JAKARTA - Nailul Huda selaku Dirut Ekonomi CELIOS (Center of Economic and Law Studies) menanggapi isu korupsi bahan bakar Pertamax oplosan dan ia menilai pemerintah terlalu fokus terhadap kerugian material negara saja, tidak mempertimbangkan lebih lanjut dampaknya kepada masyarakat umum. Negara memang merugi sekian triliun, tetapi masyarakat sebagai konsumen adalah yang paling terdampak dari kebohongan ini.

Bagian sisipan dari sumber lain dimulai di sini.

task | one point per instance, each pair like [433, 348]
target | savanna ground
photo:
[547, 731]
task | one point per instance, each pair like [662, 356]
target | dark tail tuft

Modus operasi yang dilakukan PT Pertamina, Sub Holding, dan Kontraktor Kontrak Kerja sama (KKKS) periode 2018-2023 dalam korupsi tata kelola minyak mentah dan produk kilang adalah dengan mengoplos Pertamax menggunakan Pertalite. Masyarakat ditipu dengan membeli Pertamax yang dianggap memiliki research octane number (RON) 92 tapi ternyata hanyalah hasil oplosan dari RON 90 (Pertalite).
"Masyarakat jelas dirugikan. Mereka membayar produk yang lebih mahal dengan kualitas yang tak sepadan," jelas Huda dalam konferensi pers, Jumat (28/2) lalu.
Lebih lanjut, Huda mencoba mengkalkulasikan berapa kerugian harian yang diterima masyarakat awam sebagai pihak konsumen. Ia memperkirakan kerugian harian bisa mencapai 45 miliar rupiah, atau jika praktik pengoplosan tersebut terjadi selama setahun ke belakang maka total kerugiannya bisa mencapat lebih dari 16 triliun rupiah. Malahan, dampak negatifnya bisa terus merembet ke potensi kehilangan angka PDB (produk domestik bruto) senilai 13 triliun rupiah.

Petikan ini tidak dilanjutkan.